One often "rejects the null hypothesis" (= cards drop evenly) when the p-value is less than the predetermined significance level which is often 0.05 or 0.01, indicating that the observed result would be highly unlikely under the null hypothesis (i.e., the observation is highly unlikely to be the result of random chance). Many common statistical tests, such as chi-squared tests (what I used) or Student's t-test, produce test statistics which can be interpreted using p-values.

In other words, it's 0.00000000000000000000000000000000000000000000000000000000000000001% likely that the difference in the numbers is due to really bad luck.

"But badp," I hear you cry. "Some of those games are more popular than others. It's obvious that the cards of the more popular games are more sought after than the rest! Who the hell likes soccer anyway?" It turns out roughly as many people like dragons as they like soccer; just look at the publicly available numbers for how many people are playing what games. Skyrim and Football Manager are close to the top, and yet there are 26% more Football Manager cards than Skyrim cards. Actually running the number, again, gives us little doubt on the matter: (see the numbers without outliers)

enter image description here

What does .229 mean? Let's see what this page has to say:

While correlation coefficients are normally reported as r = (a value between -1 and +1), squaring them makes then easier to understand. The square of the coefficient (or r square) is equal to the percent of the variation in one variable that is related to the variation in the other. After squaring r, ignore the decimal point. An r of .5 means 25% of the variation is related (.5 squared =.25). An r value of .7 means 49% of the variance is related (.7 squared = .49).
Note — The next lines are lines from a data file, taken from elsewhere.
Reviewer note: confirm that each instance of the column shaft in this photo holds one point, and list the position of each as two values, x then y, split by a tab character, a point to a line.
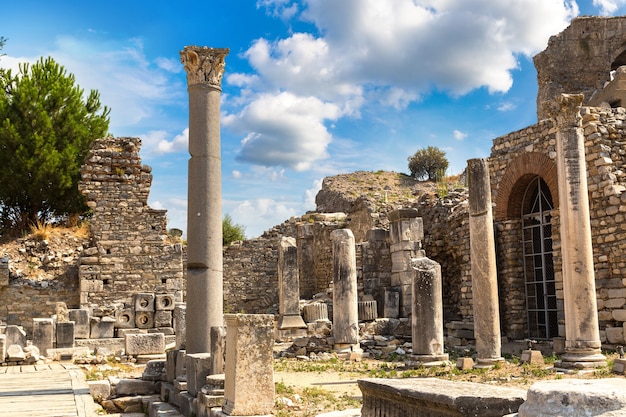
483	263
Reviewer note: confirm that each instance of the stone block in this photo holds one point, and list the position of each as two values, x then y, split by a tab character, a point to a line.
100	390
436	397
533	357
43	334
464	363
15	335
102	327
3	347
80	317
165	302
144	319
144	302
615	334
135	387
144	344
125	318
619	315
391	303
163	318
180	323
15	353
65	334
198	367
575	397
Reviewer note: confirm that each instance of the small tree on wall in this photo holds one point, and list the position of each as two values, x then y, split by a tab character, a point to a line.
428	164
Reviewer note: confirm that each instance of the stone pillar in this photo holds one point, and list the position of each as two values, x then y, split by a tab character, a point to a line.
180	324
43	334
249	383
290	323
427	317
4	272
582	334
483	265
205	292
345	294
306	260
406	233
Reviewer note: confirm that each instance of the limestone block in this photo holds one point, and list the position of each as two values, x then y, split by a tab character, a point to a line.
100	390
165	302
249	383
180	323
43	334
367	310
15	353
135	387
574	397
314	312
198	367
464	363
619	315
615	334
144	302
125	318
3	347
533	357
422	396
102	327
15	335
144	344
163	318
65	334
144	319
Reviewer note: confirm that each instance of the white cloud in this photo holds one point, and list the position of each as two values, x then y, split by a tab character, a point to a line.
283	130
133	87
157	142
261	214
608	7
458	135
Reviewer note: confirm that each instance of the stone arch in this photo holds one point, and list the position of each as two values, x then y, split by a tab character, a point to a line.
515	180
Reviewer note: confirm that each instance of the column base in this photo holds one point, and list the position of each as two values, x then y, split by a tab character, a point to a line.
427	361
487	363
581	361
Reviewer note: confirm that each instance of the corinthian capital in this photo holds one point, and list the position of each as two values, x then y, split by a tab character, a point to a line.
565	110
204	65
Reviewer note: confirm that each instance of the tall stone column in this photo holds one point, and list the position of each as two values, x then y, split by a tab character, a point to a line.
345	293
483	265
582	333
290	323
205	293
427	317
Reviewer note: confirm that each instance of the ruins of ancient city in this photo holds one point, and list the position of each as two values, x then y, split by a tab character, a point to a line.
526	250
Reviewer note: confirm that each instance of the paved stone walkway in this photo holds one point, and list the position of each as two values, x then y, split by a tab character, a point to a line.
52	390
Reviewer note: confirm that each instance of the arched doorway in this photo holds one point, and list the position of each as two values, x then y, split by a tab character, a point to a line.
540	285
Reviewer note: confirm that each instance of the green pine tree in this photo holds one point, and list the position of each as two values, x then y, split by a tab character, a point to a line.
47	125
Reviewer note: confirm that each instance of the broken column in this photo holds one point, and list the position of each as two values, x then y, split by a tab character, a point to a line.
290	323
582	334
427	317
345	294
205	293
406	233
249	383
483	265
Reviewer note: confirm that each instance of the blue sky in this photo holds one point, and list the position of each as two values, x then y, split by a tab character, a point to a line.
312	88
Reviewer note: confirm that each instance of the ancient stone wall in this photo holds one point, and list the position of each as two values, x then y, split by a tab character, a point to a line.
130	251
580	59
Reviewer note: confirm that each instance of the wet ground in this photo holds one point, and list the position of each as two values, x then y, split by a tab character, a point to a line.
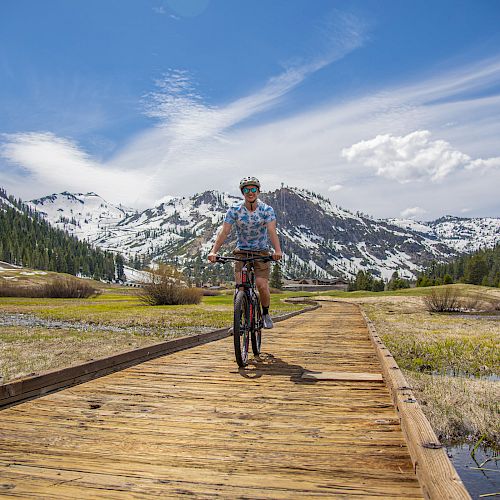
481	474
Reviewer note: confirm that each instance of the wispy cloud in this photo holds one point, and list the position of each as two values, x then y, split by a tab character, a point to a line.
440	127
52	163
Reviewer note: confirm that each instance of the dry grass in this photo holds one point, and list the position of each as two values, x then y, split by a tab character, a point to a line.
450	299
57	288
165	287
458	407
29	351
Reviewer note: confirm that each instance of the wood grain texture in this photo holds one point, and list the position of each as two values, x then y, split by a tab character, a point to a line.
193	424
352	376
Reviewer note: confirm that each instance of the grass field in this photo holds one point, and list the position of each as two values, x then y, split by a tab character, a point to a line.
451	361
79	330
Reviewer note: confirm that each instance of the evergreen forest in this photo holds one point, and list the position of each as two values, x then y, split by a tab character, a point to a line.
28	240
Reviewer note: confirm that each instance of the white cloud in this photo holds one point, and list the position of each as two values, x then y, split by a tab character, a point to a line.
413	212
413	157
425	131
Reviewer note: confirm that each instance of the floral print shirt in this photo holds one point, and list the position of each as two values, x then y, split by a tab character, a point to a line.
251	227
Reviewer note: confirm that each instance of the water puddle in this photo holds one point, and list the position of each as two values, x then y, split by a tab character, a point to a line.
481	474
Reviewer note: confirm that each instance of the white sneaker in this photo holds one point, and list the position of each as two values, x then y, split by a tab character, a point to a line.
268	322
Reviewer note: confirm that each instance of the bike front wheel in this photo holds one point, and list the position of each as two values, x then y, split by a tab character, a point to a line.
241	328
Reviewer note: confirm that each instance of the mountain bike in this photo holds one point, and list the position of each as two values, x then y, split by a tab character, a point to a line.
247	320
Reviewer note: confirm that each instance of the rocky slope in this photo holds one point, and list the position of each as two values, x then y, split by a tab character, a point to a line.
318	238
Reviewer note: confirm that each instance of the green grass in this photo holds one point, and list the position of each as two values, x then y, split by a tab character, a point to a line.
128	311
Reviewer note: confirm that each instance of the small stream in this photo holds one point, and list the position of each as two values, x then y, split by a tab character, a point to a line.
485	481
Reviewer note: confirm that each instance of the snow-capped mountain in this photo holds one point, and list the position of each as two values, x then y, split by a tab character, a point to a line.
461	234
318	238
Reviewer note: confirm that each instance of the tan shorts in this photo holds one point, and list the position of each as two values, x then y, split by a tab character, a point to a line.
262	269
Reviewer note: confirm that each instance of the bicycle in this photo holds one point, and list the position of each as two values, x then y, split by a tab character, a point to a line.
247	320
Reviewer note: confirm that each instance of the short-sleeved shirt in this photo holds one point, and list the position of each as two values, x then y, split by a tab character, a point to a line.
251	227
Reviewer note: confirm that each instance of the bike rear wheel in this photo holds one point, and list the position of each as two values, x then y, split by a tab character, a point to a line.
257	328
241	328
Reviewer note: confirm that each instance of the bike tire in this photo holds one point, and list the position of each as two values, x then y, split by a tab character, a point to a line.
241	328
257	327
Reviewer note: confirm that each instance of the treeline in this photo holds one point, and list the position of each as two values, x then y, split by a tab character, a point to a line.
479	268
28	240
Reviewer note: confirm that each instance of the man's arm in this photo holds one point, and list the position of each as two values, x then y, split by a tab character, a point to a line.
275	242
221	237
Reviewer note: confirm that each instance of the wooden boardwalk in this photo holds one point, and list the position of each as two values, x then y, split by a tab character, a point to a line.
192	424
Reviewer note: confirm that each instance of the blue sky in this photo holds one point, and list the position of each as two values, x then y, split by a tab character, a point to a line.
388	107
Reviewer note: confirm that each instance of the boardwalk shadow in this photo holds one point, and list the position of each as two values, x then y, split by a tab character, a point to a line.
269	365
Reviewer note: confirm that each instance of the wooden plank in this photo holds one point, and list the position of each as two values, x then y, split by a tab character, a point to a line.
347	376
47	382
192	423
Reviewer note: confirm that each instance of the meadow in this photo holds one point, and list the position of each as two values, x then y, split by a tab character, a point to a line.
452	361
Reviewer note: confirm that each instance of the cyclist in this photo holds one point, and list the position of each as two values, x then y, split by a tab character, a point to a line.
255	226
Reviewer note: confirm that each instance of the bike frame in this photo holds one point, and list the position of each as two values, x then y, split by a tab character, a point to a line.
254	319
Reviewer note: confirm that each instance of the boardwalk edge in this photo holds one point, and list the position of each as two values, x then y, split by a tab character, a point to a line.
437	476
27	388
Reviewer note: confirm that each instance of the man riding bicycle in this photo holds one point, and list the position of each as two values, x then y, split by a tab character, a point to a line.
255	227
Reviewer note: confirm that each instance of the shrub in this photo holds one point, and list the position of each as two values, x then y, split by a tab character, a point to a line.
166	286
442	300
60	288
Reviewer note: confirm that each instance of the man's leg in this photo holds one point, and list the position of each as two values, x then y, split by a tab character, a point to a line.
265	300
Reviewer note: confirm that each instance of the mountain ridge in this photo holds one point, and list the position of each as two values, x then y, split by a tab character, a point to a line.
318	238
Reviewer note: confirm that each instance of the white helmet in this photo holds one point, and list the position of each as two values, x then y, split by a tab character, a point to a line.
249	181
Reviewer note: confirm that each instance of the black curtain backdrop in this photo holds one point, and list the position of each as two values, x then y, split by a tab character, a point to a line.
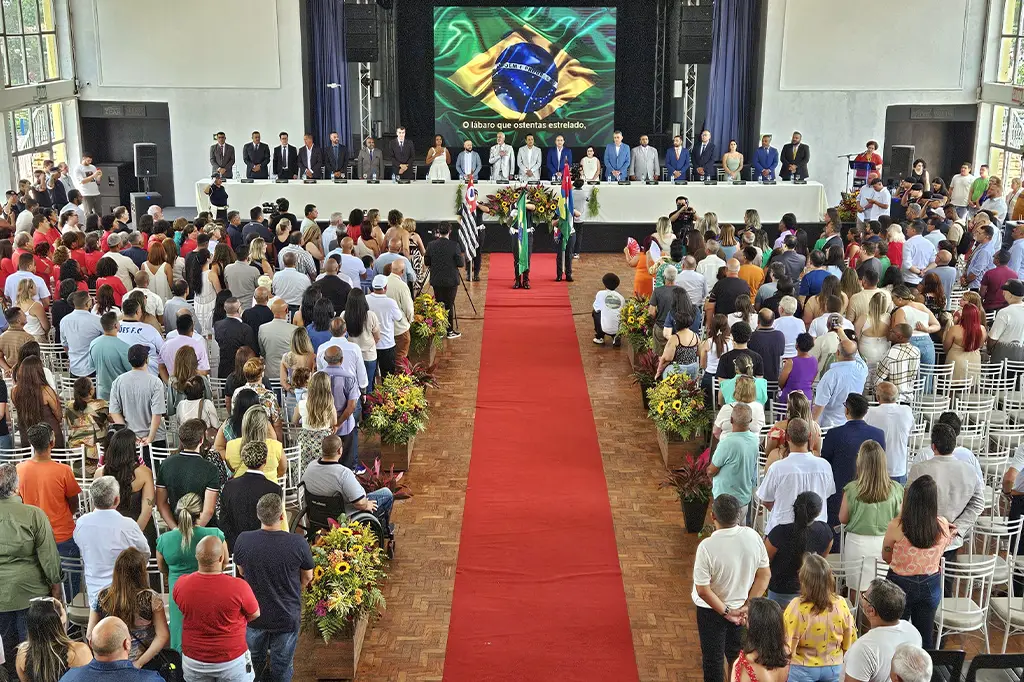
634	62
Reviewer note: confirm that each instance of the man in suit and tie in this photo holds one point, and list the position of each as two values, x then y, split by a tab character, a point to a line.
795	158
468	162
765	160
616	158
501	159
402	155
677	160
221	157
529	161
310	160
558	156
286	159
643	162
336	158
704	156
371	161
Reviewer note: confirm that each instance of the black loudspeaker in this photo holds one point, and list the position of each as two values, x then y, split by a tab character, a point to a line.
145	160
360	33
695	34
900	160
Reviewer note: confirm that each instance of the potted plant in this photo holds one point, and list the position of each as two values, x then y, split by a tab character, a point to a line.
644	373
428	330
678	410
394	413
634	326
343	597
692	484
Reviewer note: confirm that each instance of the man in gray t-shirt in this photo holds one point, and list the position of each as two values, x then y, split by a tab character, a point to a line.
138	399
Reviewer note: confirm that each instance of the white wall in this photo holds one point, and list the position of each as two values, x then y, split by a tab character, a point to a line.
231	65
830	70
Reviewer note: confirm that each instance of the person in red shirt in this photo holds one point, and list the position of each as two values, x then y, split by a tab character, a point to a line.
991	283
215	611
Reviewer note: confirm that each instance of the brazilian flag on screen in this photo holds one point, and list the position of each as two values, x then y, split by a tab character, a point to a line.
547	71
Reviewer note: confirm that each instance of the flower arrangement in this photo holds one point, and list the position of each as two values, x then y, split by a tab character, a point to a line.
677	407
634	323
396	410
848	208
347	572
429	324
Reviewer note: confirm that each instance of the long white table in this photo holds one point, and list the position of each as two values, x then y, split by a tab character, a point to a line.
620	204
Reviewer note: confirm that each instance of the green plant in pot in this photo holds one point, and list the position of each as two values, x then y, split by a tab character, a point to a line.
692	484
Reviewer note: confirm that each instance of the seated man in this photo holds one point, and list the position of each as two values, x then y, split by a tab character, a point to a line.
329	477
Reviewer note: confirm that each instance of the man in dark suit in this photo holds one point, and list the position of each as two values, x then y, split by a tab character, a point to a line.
335	158
402	155
256	156
795	158
221	157
310	160
443	257
286	159
702	157
242	494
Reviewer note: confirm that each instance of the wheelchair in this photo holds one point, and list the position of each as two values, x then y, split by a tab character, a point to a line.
315	510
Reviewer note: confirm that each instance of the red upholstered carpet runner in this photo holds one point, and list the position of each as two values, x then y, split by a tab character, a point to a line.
538	593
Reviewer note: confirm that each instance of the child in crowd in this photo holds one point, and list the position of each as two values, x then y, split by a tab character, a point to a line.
607	305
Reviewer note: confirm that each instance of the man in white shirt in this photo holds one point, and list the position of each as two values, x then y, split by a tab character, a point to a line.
801	472
875	200
897	422
731	566
86	178
919	253
103	534
869	657
289	284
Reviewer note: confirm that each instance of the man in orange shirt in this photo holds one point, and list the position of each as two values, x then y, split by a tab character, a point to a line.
749	269
51	486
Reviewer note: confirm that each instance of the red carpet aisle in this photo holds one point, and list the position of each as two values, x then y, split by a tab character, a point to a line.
538	593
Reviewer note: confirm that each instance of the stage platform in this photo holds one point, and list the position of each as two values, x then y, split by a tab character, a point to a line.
637	203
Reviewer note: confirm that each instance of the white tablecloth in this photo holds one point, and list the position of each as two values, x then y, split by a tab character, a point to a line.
634	203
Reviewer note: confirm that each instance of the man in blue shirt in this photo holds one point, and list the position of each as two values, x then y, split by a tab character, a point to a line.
842	444
111	643
846	375
765	160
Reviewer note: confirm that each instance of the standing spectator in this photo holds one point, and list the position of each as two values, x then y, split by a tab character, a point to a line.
278	565
912	547
215	609
841	446
869	657
733	466
897	422
138	399
962	498
730	567
30	565
241	495
51	486
102	534
799	472
818	625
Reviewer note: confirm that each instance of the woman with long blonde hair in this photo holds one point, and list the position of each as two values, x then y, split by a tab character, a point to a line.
869	503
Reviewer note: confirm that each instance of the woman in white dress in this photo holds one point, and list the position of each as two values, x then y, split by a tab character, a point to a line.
438	160
590	166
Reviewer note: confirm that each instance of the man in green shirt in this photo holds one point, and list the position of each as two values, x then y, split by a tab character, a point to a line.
30	566
109	354
733	467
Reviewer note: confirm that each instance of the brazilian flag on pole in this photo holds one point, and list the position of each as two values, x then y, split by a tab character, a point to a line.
522	223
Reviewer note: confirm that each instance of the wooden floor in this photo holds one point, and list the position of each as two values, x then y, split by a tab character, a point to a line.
655	553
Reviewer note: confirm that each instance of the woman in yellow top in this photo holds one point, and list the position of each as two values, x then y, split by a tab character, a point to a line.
818	625
256	426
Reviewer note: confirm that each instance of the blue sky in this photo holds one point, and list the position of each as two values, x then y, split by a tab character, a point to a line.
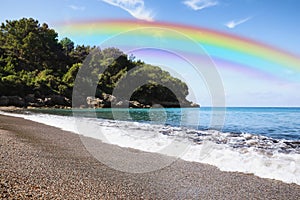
275	22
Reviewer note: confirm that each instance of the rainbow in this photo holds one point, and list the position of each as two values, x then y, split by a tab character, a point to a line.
245	53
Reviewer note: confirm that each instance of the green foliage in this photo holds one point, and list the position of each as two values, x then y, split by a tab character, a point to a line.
33	61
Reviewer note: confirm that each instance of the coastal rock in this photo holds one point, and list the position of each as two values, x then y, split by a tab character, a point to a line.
109	98
54	100
30	98
93	102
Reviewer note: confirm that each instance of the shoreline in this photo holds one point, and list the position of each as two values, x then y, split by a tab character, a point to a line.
43	161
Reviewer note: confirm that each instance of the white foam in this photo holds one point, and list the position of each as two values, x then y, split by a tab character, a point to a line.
266	164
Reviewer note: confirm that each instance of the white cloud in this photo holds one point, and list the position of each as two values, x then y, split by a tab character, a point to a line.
234	23
200	4
74	7
135	7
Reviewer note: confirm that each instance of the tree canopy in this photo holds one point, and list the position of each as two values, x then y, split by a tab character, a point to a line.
34	61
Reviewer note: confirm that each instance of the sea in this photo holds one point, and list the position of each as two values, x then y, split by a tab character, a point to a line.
264	141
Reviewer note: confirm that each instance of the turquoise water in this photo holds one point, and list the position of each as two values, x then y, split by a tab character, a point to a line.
278	123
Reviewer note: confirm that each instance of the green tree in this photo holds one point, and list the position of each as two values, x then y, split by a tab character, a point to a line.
67	45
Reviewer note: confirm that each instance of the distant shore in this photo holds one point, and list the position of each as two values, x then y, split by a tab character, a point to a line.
40	161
Here r² = 0.052. In other words, a difference of 1% in popularity would mean a 0.05% difference in cards available on the market. That's very weak correlation, and that shouldn't be surprising: each card, on its own, is pretty much worthless. Only the full set is useful. You know what's a better way to show your allegiance to a game rather than another? Crafting a game badge for it, then showing it off on your profile. Or being level 10 and featuring it for free on your profile.

Now, there'd be no such equivalent for this argument if I ran the same numbers on TF2. You could argue that somebody would hold onto Engineer cards because they love playing Engineer. It still sounds dumb, but the above counterpoint doesn't apply. OTOH, the numbers are still pretty clear there as well:

enter image description here

Okay, how about a game with a ton of different cards? McPixel comes to the rescue. Prefer a game with fewer ones? Torchlight only has 6 and the results are kind of glaring.

It would be easy to speculate on why this is the case. It could be a bug the likes of which we've heard about with Microsoft. It could be intentional in order to create a more interesting economy where not everything is worth precisely as much as everything else, and let entrepreneuring users try and invest money in the system (remember, Steam gets a cut of all transactions; more transactions, more cuts.) It doesn't really matter though. I hope it's now clear that it's a fact: card drops are not equally likely across the board.